Recently in Europe, there has been a commotion within the big clothing traders there about how and where they source their stock from.
It’s been brought to the fore by a massive fire in a factory in Rana Plaza, Bangladesh that produced clothing for firms in the West.
The fire destroyed the factory and killed at least 900 people who were working there. Nine hundred people.
Reports cited that the place was so ill-equipped, not a single fire extinguisher was on site, exits not clearly marked, power cables, some of which showed the copper underneath the pvc covering hanging haphazardly everywhere.
And the situation became so desperate that rescuers began hacking the limbs of some badly burnt but surviving victims in a bid to pull them from the carnage.
In a way, this news is not really news. Time after time, we hear of similar things happening in the developing world, where the goods produced is shipped overseas for sale in Western retail outlets. And as always, those goods are produced by men and women, sometimes even children, who are paid a pittance of a wage and who work in totally unsuitable and dangerous conditions.
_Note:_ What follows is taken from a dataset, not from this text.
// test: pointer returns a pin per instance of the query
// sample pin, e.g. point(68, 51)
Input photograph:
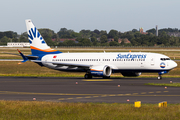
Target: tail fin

One of the names that came up in the aftermath of that fire in Bangladesh was Primark, a discount retailer in the UK who has been one of the leaders in retail clothing for many years now, with their ultra low prices under-cutting virtually all their competitors. Is this how these people make their money? By buying from suppliers who don’t value human life at all? I looked around the stores in Vancouver, and sure enough, most of the clothing on sale is from India, China, Bangladesh, Mexico…typical slave-labour economies, boosted because we eagerly buy up their wares. Yes, sure, we all like cheap goods, but at this price? I dunno about that one!
What retailers like Primark, and their customers, now need to think about is this:
Does buying goods at shops like Primark et all justify the deaths of 900 people who produced those goods? What do retailers need to do to make sure the suppliers they source their goods from are bona-fide traders, with equally stringent and safe working practices laid down for their employees?
There are other, too harrowing photos of some workers killed in this fire, but which I have chosen not to show here.